Descriptive and Inferential Statistics
Read these sections and complete the questions at the end of each section. Here, we introduce descriptive statistics using examples and discuss the difference between descriptive and inferential statistics. We also talk about samples and populations, explain how you can identify biased samples, and define differential statistics.
Simple Random Sampling
Researchers adopt a variety of sampling strategies. The most straightforward is simple random sampling. Such sampling requires every member of the population to have an equal chance of being selected into the sample. In addition, the selection of one member must be independent of the selection of every other member. That is, picking one member from the population must not increase or decrease the probability of picking any other member (relative to the others). In this sense, we can say that simple random sampling chooses a sample by pure chance. To check your understanding of simple random sampling, consider the following example. What is the population? What is the sample? Was the sample picked by simple random sampling? Is it biased?
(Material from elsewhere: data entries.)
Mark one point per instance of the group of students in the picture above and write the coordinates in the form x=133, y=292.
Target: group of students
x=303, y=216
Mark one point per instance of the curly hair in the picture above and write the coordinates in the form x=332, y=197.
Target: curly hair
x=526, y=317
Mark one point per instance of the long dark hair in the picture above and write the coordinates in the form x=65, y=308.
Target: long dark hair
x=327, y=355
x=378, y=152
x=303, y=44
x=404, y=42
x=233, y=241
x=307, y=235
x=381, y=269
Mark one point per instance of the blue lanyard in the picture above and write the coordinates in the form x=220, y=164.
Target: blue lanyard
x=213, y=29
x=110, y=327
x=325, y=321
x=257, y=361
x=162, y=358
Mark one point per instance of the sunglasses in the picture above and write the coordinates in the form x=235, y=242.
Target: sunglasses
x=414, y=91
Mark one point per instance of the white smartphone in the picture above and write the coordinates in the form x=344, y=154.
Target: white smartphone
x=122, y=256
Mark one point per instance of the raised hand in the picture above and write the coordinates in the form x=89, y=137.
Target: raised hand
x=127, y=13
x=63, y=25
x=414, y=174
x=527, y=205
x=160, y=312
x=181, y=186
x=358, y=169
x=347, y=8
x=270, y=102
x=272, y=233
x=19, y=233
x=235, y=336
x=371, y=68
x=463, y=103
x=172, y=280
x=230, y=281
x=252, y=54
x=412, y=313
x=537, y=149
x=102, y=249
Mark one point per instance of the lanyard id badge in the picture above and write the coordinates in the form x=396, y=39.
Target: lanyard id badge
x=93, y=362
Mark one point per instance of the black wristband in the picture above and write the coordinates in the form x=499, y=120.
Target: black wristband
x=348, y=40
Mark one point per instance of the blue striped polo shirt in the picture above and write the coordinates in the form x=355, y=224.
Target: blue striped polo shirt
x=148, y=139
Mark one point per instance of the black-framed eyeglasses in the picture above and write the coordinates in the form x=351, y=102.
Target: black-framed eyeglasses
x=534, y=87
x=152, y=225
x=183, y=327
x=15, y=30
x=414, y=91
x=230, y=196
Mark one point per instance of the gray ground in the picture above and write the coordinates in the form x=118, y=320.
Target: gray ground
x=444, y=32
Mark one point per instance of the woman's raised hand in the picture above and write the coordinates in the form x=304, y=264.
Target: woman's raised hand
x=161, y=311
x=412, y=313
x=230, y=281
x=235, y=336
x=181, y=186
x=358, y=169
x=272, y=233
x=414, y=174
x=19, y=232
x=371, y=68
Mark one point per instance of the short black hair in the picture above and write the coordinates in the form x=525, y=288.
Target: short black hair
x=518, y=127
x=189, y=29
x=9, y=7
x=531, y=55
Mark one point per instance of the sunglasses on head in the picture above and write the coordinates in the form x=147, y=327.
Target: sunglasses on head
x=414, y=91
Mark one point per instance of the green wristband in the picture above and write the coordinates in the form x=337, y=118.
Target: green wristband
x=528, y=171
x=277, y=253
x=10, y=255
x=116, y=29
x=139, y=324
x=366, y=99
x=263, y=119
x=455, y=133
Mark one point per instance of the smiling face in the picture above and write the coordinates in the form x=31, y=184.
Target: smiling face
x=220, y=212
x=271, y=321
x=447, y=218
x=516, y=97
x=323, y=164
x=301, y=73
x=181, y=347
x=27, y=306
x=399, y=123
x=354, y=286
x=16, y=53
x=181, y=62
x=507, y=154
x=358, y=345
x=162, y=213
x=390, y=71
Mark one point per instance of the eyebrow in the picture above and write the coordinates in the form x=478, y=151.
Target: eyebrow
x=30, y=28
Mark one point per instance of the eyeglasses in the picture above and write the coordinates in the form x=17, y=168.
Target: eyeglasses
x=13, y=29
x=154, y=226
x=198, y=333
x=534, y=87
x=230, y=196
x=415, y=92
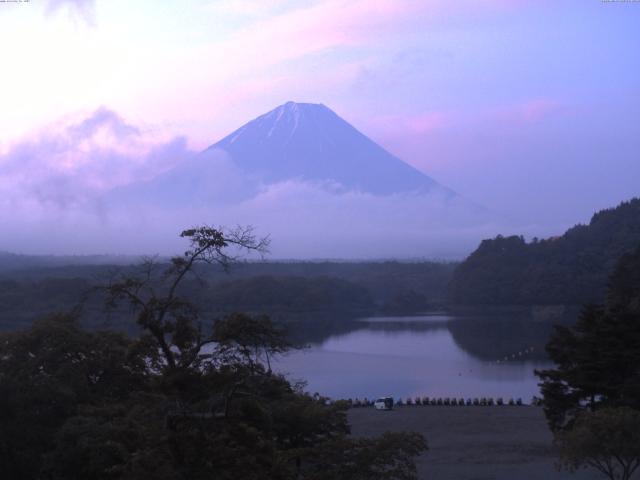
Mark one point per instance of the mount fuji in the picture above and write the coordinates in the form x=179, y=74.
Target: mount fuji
x=310, y=142
x=295, y=142
x=320, y=187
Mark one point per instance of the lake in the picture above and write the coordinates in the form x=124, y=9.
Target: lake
x=435, y=355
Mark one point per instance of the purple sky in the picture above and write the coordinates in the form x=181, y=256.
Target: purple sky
x=530, y=108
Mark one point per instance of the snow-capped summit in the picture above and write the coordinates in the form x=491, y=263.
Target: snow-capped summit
x=310, y=142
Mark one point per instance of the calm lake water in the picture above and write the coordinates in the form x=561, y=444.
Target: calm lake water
x=435, y=355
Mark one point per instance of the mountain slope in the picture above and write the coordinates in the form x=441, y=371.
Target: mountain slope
x=310, y=142
x=571, y=269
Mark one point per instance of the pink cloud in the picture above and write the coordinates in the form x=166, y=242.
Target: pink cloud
x=528, y=111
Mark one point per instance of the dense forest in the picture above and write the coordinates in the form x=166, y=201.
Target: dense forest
x=570, y=269
x=291, y=292
x=178, y=401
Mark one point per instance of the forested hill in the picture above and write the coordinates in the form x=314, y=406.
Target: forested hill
x=571, y=269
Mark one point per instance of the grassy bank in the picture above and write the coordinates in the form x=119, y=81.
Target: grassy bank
x=488, y=443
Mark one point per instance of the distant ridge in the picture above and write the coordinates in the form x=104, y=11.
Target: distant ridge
x=570, y=269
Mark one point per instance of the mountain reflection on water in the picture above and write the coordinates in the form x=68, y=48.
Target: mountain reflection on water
x=443, y=355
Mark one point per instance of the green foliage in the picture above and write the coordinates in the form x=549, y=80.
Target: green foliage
x=571, y=269
x=597, y=360
x=287, y=295
x=175, y=402
x=607, y=440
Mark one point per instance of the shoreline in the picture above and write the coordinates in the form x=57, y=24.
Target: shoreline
x=478, y=443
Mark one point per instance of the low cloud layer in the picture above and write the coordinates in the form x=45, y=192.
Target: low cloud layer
x=101, y=185
x=71, y=162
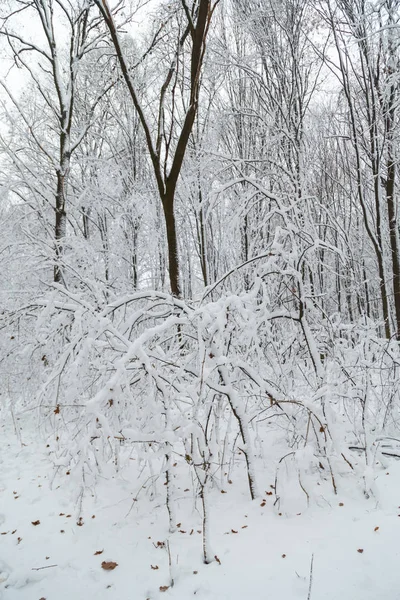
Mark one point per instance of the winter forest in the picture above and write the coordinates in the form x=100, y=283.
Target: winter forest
x=200, y=299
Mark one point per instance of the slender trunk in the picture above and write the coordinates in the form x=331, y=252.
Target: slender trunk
x=172, y=243
x=60, y=226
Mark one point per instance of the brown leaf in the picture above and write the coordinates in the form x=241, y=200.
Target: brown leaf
x=108, y=565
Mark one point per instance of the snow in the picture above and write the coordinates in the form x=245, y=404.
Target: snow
x=263, y=553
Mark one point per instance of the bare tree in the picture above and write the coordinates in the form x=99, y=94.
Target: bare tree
x=167, y=149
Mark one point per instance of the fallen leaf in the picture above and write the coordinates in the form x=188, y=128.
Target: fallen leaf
x=108, y=565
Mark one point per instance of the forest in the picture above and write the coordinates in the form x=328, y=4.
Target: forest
x=200, y=262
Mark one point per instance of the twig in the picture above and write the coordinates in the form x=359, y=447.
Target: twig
x=311, y=573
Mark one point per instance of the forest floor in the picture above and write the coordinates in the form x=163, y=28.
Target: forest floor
x=46, y=552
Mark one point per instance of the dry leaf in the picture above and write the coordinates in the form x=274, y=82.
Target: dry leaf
x=108, y=565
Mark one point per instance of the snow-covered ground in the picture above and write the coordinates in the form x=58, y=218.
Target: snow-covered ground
x=354, y=542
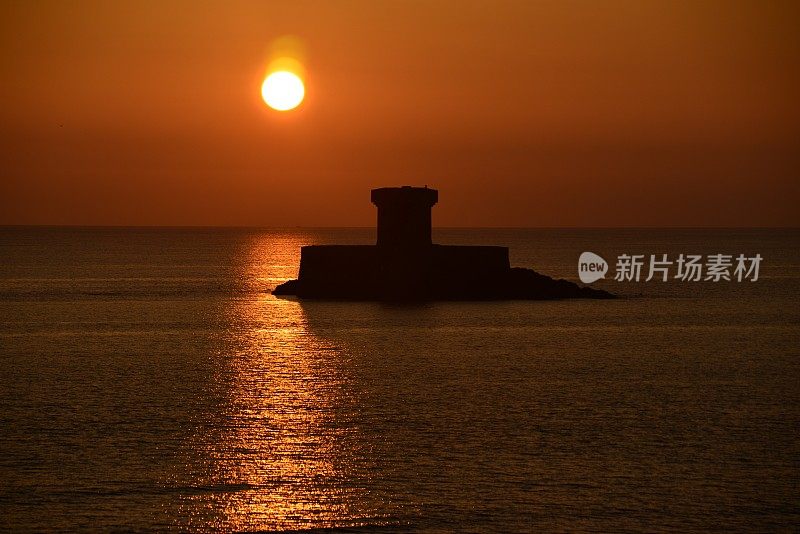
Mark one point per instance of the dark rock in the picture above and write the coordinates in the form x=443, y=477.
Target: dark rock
x=404, y=265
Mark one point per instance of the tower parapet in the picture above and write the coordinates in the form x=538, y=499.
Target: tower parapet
x=404, y=215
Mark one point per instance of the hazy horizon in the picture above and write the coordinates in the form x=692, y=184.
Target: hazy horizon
x=521, y=114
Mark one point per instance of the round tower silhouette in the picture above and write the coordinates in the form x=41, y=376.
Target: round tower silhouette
x=404, y=215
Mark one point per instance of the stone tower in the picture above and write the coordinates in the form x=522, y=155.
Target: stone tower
x=404, y=215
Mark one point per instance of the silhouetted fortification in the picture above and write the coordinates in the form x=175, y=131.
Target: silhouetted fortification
x=405, y=264
x=404, y=215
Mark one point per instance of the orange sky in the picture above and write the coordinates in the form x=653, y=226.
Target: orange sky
x=527, y=113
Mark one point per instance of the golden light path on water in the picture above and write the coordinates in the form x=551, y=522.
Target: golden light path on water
x=279, y=456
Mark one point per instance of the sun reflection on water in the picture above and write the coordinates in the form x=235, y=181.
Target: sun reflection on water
x=277, y=457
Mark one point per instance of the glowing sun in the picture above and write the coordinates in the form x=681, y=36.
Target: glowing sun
x=282, y=90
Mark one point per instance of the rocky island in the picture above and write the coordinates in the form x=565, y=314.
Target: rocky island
x=405, y=264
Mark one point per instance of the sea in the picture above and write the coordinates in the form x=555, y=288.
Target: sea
x=149, y=381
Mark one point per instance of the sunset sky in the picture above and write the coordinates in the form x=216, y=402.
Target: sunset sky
x=562, y=113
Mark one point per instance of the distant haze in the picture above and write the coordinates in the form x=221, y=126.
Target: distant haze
x=521, y=113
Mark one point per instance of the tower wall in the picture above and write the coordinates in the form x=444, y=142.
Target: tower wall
x=404, y=215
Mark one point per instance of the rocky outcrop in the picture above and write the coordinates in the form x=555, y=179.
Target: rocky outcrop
x=404, y=264
x=516, y=284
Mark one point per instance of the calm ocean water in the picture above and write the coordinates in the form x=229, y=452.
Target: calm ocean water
x=148, y=380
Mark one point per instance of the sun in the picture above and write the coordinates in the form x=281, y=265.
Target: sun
x=283, y=90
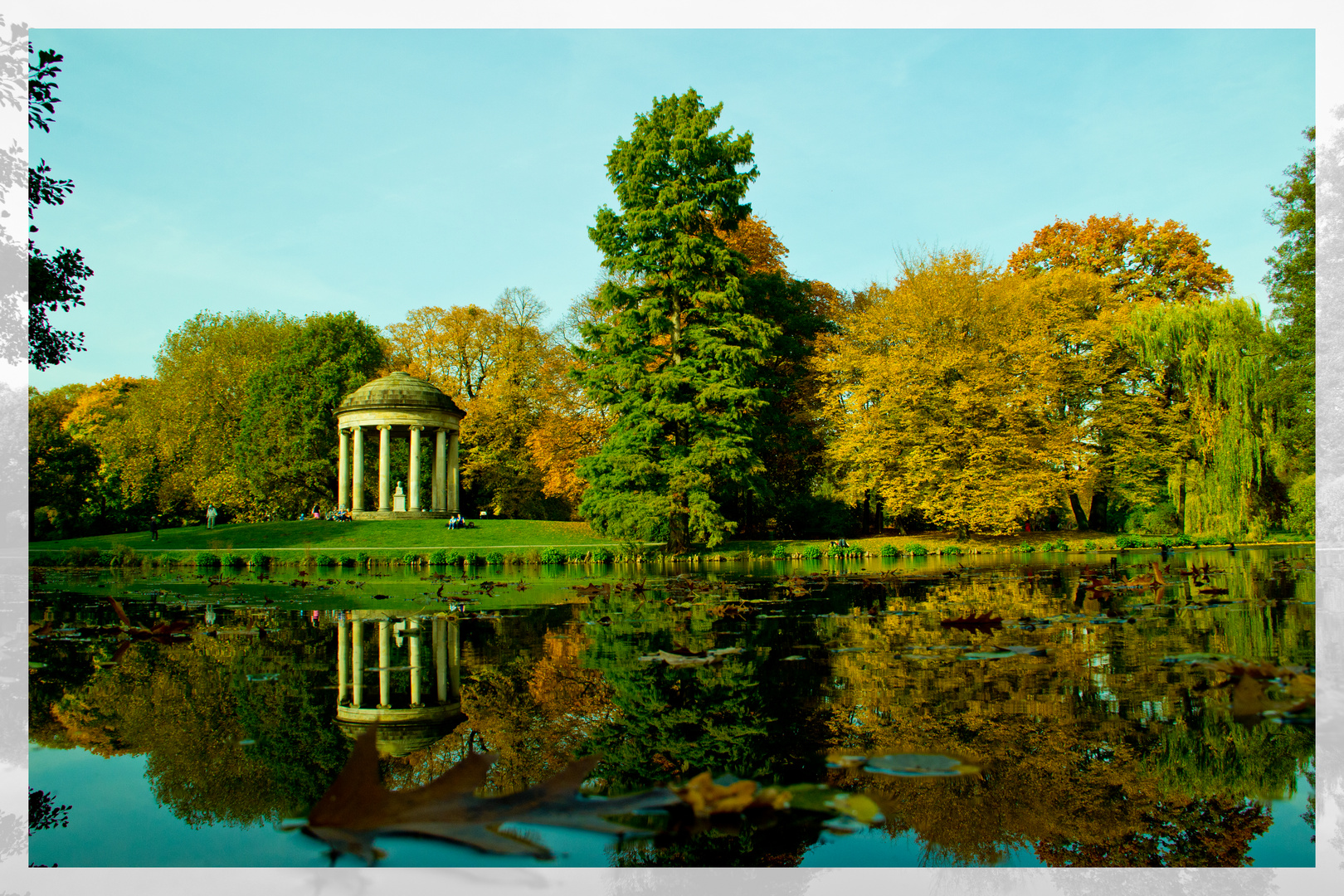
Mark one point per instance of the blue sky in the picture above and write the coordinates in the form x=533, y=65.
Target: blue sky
x=382, y=171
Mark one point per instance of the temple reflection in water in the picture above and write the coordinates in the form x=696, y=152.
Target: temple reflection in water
x=417, y=700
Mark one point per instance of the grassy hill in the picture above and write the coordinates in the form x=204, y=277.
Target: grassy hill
x=382, y=536
x=323, y=535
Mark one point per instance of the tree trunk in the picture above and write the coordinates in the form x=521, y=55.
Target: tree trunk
x=1079, y=509
x=678, y=529
x=1097, y=514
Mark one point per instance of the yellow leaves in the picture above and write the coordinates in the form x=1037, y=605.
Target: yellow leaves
x=940, y=397
x=706, y=798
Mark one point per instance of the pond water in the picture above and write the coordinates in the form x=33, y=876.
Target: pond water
x=1064, y=712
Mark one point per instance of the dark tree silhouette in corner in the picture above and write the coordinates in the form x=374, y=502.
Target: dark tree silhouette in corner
x=54, y=281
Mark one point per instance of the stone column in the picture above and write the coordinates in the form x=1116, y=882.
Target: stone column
x=414, y=631
x=452, y=470
x=357, y=696
x=385, y=466
x=358, y=504
x=455, y=663
x=342, y=657
x=441, y=659
x=342, y=469
x=385, y=661
x=440, y=461
x=413, y=475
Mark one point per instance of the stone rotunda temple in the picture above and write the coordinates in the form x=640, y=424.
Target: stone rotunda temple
x=399, y=406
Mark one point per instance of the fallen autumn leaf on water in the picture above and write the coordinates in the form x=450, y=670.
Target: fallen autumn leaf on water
x=358, y=807
x=981, y=622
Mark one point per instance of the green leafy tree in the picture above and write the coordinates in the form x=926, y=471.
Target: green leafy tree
x=788, y=427
x=54, y=281
x=1292, y=286
x=1211, y=366
x=286, y=442
x=675, y=353
x=1138, y=264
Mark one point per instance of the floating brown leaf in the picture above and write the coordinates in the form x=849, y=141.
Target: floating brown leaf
x=707, y=798
x=1264, y=687
x=358, y=809
x=162, y=631
x=975, y=622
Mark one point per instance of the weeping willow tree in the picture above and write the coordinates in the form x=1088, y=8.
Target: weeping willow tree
x=1209, y=364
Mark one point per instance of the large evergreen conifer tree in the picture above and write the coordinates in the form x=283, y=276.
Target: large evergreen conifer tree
x=676, y=348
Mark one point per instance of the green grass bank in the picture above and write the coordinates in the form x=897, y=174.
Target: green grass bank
x=301, y=540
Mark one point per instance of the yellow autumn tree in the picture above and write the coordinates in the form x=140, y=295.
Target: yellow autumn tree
x=938, y=395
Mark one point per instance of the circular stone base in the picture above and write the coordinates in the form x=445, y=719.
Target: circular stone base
x=402, y=514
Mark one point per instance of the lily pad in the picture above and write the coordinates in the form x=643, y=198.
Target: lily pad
x=912, y=765
x=825, y=800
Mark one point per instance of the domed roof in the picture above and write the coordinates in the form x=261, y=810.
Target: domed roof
x=396, y=391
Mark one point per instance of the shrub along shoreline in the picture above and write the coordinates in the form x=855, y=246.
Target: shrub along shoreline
x=513, y=555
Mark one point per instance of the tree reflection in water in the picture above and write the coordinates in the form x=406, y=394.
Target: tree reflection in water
x=1096, y=754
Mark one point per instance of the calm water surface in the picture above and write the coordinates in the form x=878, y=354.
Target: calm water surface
x=1101, y=737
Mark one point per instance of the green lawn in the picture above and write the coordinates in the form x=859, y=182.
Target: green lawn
x=513, y=535
x=321, y=535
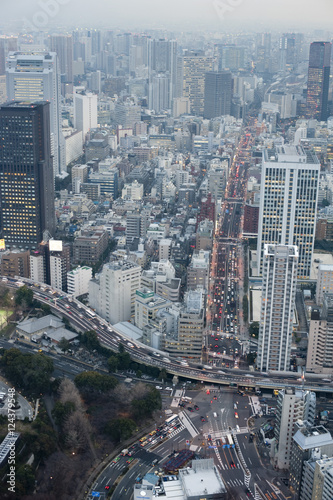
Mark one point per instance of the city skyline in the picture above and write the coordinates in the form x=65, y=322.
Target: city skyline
x=212, y=14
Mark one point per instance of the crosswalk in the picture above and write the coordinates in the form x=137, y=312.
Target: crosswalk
x=188, y=424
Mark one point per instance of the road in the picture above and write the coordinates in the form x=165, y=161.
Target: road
x=83, y=318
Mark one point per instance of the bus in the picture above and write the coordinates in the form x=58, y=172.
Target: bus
x=171, y=419
x=91, y=313
x=230, y=441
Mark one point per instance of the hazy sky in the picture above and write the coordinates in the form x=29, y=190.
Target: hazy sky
x=168, y=13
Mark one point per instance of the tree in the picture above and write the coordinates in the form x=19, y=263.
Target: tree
x=24, y=297
x=124, y=360
x=90, y=340
x=251, y=357
x=163, y=374
x=113, y=364
x=120, y=429
x=254, y=329
x=64, y=344
x=95, y=382
x=29, y=371
x=61, y=411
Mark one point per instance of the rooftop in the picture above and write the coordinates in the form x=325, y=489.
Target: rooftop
x=202, y=480
x=313, y=437
x=34, y=325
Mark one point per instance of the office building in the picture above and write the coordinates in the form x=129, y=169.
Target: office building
x=309, y=442
x=292, y=405
x=287, y=52
x=218, y=92
x=26, y=174
x=162, y=59
x=195, y=66
x=108, y=182
x=136, y=226
x=37, y=267
x=320, y=343
x=78, y=281
x=277, y=307
x=230, y=57
x=62, y=45
x=147, y=305
x=164, y=249
x=36, y=77
x=324, y=282
x=317, y=480
x=133, y=191
x=112, y=293
x=207, y=210
x=90, y=245
x=318, y=80
x=15, y=263
x=127, y=114
x=198, y=270
x=161, y=279
x=263, y=52
x=204, y=235
x=191, y=324
x=85, y=111
x=60, y=264
x=288, y=202
x=159, y=93
x=7, y=44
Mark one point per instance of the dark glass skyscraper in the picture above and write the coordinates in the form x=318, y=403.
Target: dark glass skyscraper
x=217, y=94
x=318, y=80
x=26, y=174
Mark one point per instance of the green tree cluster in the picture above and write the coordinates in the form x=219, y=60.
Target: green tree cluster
x=254, y=329
x=145, y=406
x=95, y=382
x=120, y=429
x=28, y=371
x=24, y=297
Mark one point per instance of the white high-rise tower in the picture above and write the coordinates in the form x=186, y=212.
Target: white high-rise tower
x=288, y=202
x=35, y=76
x=277, y=307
Example #5: A research scientist is interested in studying the experiences of twins raised together versus those raised apart. She obtains a list of twins from the National Twin Registry, and selects two subsets of individuals for her study. First, she chooses all those in the registry whose last name begins with Z. Then she turns to all those whose last name begins with B. Because there are so many names that start with B, however, our researcher decides to incorporate only every other name into her sample. Finally, she mails out a survey and compares characteristics of twins raised apart versus together.
In Example #5, the population consists of all twins recorded in the National Twin Registry. It is important that the researcher only make statistical generalizations to the twins on this list, not to all twins in the nation or world. That is, the National Twin Registry may not be representative of all twins. Even if inferences are limited to the Registry, a number of problems affect the sampling procedure we described. For instance, choosing only twins whose last names begin with Z does not give every individual an equal chance of being selected into the sample. Moreover, such a procedure risks over-representing ethnic groups with many surnames that begin with Z. There are other reasons why choosing just the Z's may bias the sample. Perhaps such people are more patient than average because they often find themselves at the end of the line! The same problem occurs with choosing twins whose last name begins with B. An additional problem for the B's is that the “every-other-one” procedure disallowed adjacent names on the B part of the list from being both selected. Just this defect alone means the sample was not formed through simple random sampling.